Volume yang disiapkan oleh Ramón Puig de la Bellacasa ini menyajikan Prolegomena -TEORI ADAGIO, pengantar penulis untuk karya tersebut- dan, dengan judul ADAGIOS DEL PODER Y DE LA GUERRA, tujuh di antaranya yang dia beri signifikansi politik dan sosial yang lebih besar, untuk kedalaman dan wawasan yang dengannya dia menggambarkan dan mengecam kekuatan raja dan pejabat gereja, serta kekerasan dan perang abad ke-XNUMX. Erasmus masih menantang kita, bukan karena dia "saat ini", tetapi karena masalah kita "tua", karena penyimpangan kekuasaan politik dan agama, perang, dan mereka yang menyebabkannya, sayangnya masih ada.

Adagium kekuasaan dan perang

Erasmus of Rotterdam, kemenangan dan tragedi seorang humanis

Buku terakhir oleh Erasmus dari Rotterdam yang bukan pengarangnya. Ini adalah karya Stefan Zweig dimana hidup, karya dan konsekwensi dari tekadnya pada pemikiran sebagai landasan etika bagi peradaban kita...
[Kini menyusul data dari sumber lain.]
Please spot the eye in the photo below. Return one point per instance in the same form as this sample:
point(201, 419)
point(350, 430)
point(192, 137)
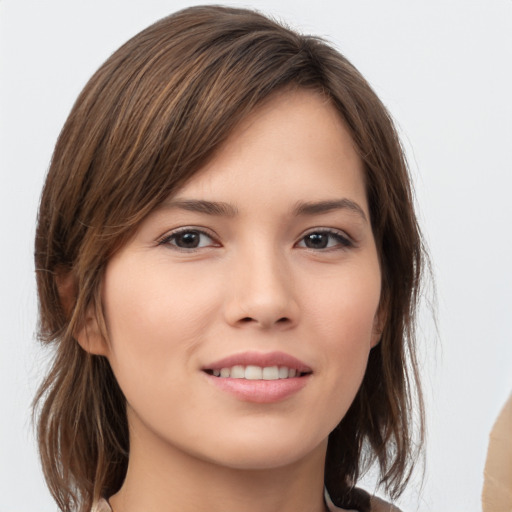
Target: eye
point(189, 239)
point(325, 239)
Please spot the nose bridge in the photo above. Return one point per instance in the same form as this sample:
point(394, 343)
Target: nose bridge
point(262, 287)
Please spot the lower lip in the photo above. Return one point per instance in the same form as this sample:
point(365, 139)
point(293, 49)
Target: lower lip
point(260, 391)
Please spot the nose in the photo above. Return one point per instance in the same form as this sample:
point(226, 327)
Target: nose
point(261, 291)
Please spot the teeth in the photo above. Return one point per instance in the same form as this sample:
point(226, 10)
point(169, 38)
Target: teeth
point(252, 372)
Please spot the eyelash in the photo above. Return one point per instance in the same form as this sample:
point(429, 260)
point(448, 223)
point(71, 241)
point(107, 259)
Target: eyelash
point(343, 241)
point(167, 239)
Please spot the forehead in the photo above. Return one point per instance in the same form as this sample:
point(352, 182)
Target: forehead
point(295, 144)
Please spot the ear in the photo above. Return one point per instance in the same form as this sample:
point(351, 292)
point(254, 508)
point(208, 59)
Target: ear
point(89, 335)
point(379, 322)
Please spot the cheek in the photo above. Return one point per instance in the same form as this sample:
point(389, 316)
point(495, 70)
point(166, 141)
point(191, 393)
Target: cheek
point(154, 321)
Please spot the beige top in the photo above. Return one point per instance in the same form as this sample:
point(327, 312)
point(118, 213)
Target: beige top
point(497, 490)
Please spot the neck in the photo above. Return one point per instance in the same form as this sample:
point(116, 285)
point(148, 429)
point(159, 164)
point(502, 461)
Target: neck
point(163, 478)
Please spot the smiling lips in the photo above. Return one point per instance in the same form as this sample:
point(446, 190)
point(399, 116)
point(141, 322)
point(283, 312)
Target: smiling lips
point(260, 378)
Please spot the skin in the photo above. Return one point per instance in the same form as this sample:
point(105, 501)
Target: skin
point(253, 283)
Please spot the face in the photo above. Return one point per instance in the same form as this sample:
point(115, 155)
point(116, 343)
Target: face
point(242, 312)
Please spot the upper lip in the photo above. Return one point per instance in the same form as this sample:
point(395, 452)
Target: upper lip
point(259, 359)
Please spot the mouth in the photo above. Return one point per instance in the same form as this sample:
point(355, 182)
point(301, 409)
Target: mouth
point(254, 372)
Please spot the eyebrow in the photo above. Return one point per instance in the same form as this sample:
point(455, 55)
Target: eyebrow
point(201, 206)
point(319, 207)
point(219, 208)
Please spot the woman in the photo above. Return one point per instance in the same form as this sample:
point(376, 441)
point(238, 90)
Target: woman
point(228, 264)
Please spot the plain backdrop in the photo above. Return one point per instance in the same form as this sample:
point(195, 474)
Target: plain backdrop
point(443, 68)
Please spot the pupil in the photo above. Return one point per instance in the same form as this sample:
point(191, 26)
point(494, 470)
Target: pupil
point(316, 241)
point(188, 240)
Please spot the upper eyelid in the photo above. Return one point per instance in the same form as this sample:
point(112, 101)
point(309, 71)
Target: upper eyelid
point(199, 229)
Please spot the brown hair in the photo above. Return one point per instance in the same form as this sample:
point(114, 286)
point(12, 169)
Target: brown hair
point(150, 118)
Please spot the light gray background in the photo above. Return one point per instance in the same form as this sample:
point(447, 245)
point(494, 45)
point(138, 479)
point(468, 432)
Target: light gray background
point(443, 67)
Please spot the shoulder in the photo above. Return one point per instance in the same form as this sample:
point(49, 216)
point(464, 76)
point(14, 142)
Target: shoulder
point(379, 505)
point(101, 506)
point(361, 501)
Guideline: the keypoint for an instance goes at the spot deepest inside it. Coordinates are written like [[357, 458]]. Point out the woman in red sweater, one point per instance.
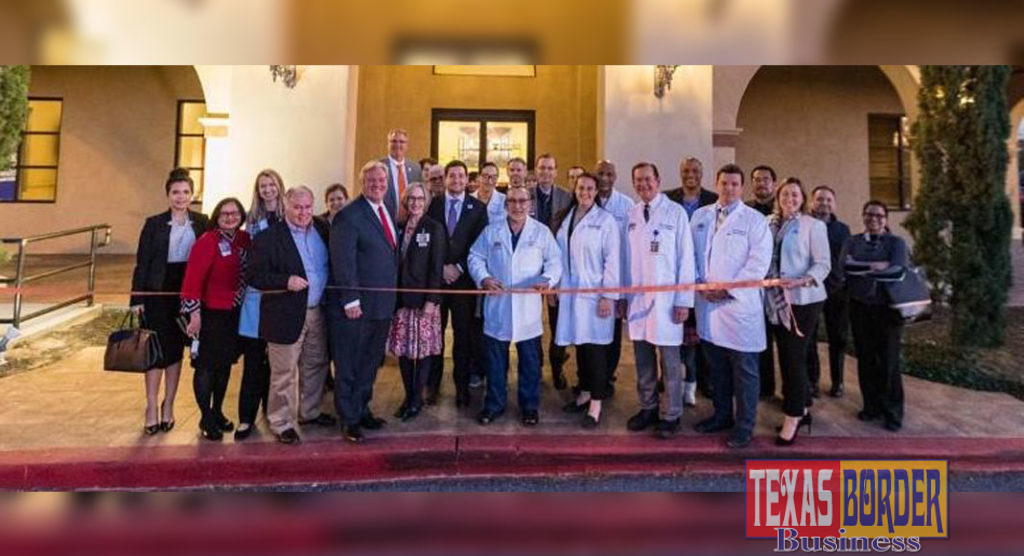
[[211, 295]]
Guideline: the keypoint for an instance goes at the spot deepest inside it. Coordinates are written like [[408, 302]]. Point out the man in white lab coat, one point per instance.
[[732, 243], [660, 254], [515, 253]]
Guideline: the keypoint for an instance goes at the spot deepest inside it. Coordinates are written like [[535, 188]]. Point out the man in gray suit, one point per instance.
[[400, 172], [364, 254], [549, 202]]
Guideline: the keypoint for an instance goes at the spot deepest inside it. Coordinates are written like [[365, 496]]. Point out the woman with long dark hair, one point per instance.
[[163, 250], [211, 295], [878, 330], [589, 240], [416, 330], [801, 260]]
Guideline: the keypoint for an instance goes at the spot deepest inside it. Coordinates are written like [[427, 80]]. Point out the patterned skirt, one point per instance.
[[415, 335]]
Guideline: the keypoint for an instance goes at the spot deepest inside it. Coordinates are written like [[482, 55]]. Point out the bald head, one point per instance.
[[605, 172]]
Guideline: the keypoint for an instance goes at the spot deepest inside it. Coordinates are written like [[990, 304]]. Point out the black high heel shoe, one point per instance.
[[806, 420]]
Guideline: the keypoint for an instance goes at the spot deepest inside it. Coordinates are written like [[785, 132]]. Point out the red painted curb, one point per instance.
[[422, 457]]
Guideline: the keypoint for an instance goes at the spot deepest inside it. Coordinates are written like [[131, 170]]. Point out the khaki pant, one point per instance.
[[297, 375]]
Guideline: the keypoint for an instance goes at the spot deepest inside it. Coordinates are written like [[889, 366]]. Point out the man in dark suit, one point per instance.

Stefan Zweig menyebut humanis besar Erasmus dari Rotterdam sebagai "orang Eropa yang sadar" pertama. Baginya, Erasmus adalah "guru yang dihormati", yang kepadanya dia merasa bersatu tidak hanya secara spiritual tetapi terutama dalam menolak segala macam kekerasan. "Sosok seseorang yang benar tidak dalam ranah nyata kesuksesan tetapi hanya dalam arti moral" membuat Zweig terpesona. Kekuatan semangat dan kesulitan dalam memutuskan untuk bertindak merupakan "kemenangan dan tragedi" Erasmus. Stefan Zweig mencoba, dengan biografinya, bahwa Erasmus menanggapi dengan apa arti hidupnya: keadilan. Dia tahu bahwa "semangat bebas dan mandiri, yang tidak membiarkan dirinya terikat oleh dogma apa pun dan yang menghindari memihak, tidak memiliki negara di bumi."

Erasmus of Rotterdam, kemenangan dan tragedi seorang humanis
menilai posting

Tinggalkan komentar

Situs ini menggunakan Akismet untuk mengurangi spam. Pelajari bagaimana data komentar Anda diproses.